Fragmentation, Overtreatment and Overpricing are the three faces of suboptimal healthcare. They thrive in opaque and unaccountable operating environments. The American people deserve better. They deserve great healthcare at fair prices.
The harmonic convergence of holistic care delivery with efficient, transparent markets produces optimal healthcare (upper-right quadrant). There are pockets of optimal healthcare practiced in America, but they are the exception, not the rule.
By definition, optimal healthcare is pro-market. It supports level-field competition, transparency and accountability. It sustains efficient markets and delivers value to consumers.
Pro-market health companies deliver the right care at the right time in the right place at the right price by focusing on what patients/customers need, want and desire.
Competition is hard but makes companies better. Free markets depend upon balanced regulation and effective enforcement to ensure “level-field” competition.
Preserving competitive markets is a delicate exercise that requires constant vigilance and tinkering. Too much regulation and overly vigorous enforcement burden productive companies, stifle innovation and exert a negative drag on the economy.

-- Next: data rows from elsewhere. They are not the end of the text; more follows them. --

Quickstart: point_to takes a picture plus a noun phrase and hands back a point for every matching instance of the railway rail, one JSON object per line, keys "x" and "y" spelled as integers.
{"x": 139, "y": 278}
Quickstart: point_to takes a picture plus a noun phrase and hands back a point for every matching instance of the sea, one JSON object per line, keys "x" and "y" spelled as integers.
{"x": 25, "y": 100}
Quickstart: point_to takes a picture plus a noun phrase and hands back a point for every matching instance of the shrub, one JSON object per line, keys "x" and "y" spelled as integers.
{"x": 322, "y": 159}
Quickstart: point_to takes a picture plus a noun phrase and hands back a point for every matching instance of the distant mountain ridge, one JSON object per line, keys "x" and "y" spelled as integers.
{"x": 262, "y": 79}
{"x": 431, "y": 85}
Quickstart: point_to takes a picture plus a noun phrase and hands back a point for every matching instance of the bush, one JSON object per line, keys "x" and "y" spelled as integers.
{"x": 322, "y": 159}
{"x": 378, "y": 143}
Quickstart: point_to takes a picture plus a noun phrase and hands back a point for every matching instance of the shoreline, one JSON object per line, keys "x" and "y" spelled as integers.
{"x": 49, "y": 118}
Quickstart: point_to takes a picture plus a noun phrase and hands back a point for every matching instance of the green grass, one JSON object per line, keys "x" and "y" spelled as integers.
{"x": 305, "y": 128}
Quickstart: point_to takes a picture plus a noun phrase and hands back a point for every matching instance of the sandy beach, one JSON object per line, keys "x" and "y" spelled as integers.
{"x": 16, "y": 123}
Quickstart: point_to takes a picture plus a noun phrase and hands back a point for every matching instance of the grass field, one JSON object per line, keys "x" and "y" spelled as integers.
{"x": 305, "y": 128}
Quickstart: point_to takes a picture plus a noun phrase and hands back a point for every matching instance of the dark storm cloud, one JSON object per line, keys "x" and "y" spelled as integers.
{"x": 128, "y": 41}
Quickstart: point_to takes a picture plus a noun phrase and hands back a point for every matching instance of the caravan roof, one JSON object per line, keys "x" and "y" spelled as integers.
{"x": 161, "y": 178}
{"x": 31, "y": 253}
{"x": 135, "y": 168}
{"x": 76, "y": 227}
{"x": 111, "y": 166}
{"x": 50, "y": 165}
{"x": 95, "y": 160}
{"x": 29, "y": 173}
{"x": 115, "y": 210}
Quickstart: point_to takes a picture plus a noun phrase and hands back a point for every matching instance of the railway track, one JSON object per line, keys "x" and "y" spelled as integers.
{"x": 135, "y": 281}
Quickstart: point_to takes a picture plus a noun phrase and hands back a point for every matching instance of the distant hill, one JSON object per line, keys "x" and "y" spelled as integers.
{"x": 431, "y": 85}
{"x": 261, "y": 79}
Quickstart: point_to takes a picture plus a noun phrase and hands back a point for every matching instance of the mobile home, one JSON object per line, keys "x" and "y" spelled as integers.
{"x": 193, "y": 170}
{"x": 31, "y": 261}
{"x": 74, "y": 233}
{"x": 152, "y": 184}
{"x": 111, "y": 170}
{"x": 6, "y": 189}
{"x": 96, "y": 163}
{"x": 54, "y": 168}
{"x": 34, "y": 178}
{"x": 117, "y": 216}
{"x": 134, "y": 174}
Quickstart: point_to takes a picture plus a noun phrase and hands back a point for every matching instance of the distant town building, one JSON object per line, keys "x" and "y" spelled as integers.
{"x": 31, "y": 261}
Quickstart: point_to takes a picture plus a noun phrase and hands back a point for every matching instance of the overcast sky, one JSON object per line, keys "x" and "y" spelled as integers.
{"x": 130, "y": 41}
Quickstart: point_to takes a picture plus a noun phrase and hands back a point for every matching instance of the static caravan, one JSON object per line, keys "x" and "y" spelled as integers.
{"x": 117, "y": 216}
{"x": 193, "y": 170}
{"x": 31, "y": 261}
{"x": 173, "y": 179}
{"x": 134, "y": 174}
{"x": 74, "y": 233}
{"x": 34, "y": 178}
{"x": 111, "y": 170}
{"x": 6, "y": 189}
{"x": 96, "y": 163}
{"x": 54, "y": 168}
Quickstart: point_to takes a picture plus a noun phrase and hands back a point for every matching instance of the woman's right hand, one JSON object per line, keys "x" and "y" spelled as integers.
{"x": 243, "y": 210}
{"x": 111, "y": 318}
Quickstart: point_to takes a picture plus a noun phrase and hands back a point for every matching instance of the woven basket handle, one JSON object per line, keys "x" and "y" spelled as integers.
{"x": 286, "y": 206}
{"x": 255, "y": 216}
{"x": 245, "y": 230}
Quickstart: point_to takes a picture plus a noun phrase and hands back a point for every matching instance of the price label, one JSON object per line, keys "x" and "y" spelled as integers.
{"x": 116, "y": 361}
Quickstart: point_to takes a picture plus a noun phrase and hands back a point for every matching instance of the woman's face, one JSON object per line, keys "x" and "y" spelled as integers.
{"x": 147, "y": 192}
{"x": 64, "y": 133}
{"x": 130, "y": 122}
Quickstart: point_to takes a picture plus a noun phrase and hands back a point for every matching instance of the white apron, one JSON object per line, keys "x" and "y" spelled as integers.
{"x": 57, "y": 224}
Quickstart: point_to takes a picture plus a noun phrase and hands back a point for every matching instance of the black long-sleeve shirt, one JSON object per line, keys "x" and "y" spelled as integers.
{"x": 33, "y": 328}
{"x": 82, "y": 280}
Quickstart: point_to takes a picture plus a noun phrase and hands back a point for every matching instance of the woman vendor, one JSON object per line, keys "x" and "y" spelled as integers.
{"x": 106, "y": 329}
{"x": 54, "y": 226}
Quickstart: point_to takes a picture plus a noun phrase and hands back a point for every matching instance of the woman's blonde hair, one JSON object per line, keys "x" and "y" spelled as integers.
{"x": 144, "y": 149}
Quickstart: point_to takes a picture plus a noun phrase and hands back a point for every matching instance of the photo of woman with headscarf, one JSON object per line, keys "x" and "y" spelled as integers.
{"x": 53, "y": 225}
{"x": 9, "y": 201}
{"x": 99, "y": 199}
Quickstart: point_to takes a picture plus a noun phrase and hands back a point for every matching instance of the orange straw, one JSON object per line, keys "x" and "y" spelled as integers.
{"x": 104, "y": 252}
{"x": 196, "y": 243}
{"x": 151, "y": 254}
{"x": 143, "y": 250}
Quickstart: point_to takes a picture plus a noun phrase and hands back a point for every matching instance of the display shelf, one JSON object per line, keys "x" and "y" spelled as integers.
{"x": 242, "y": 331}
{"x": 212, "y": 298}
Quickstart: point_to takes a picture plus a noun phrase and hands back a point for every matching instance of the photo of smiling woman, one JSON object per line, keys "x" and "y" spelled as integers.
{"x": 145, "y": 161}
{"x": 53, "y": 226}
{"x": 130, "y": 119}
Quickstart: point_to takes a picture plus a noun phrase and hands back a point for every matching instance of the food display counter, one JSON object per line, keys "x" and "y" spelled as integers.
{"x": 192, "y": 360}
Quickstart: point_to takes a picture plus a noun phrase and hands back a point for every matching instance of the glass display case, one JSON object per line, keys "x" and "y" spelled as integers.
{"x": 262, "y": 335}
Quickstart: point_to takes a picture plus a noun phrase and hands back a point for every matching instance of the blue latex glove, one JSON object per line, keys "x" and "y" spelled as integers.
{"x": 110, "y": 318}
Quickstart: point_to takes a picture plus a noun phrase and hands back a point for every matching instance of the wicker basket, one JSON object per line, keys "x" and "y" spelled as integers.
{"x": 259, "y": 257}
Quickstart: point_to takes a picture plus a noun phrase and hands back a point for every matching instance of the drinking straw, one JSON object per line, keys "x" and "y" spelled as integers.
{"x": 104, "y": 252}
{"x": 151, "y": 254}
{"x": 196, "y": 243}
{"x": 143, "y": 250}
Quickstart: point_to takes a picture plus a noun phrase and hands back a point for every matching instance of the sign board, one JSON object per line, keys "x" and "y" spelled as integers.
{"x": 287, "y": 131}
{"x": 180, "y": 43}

Too little regulation and feeble enforcement encourage negligent corporate behavior, create moral hazard and increase societal harm. This also retards innovation and economic growth.
The constant challenge for the American government is to find a “Goldilocks” balance where regulation and enforcement protect societal interests, encourage innovation and stimulate economic growth.
American consumers need appropriate governmental oversight and regulation with effective enforcement powers to sustain market-driven healthcare reform. Pro-market companies will win by delivering better, more convenient healthcare services at lower costs. In a robust healthcare marketplace, outcomes matter, customers count and value rules.
Given its high cost, pervasive fragmentation and imbedded inefficiencies, U.S. healthcare must become more pro-market (value enhancing) and less pro-business (status quo preserving). Optimal healthcare practices must displace suboptimal practices.
For hospital executives, the message should be clear. Bob Dylan’s Subterranean Homesick Blues contains the following couplet that captures the direction pro-market reforms are taking the U.S. healthcare system:
You don’t need a weather man
To know which way the wind blows
The government is speaking. The American people are speaking. Healthcare’s disruptive “consumerism” hurricane is forming just over the horizon and it’s headed toward value.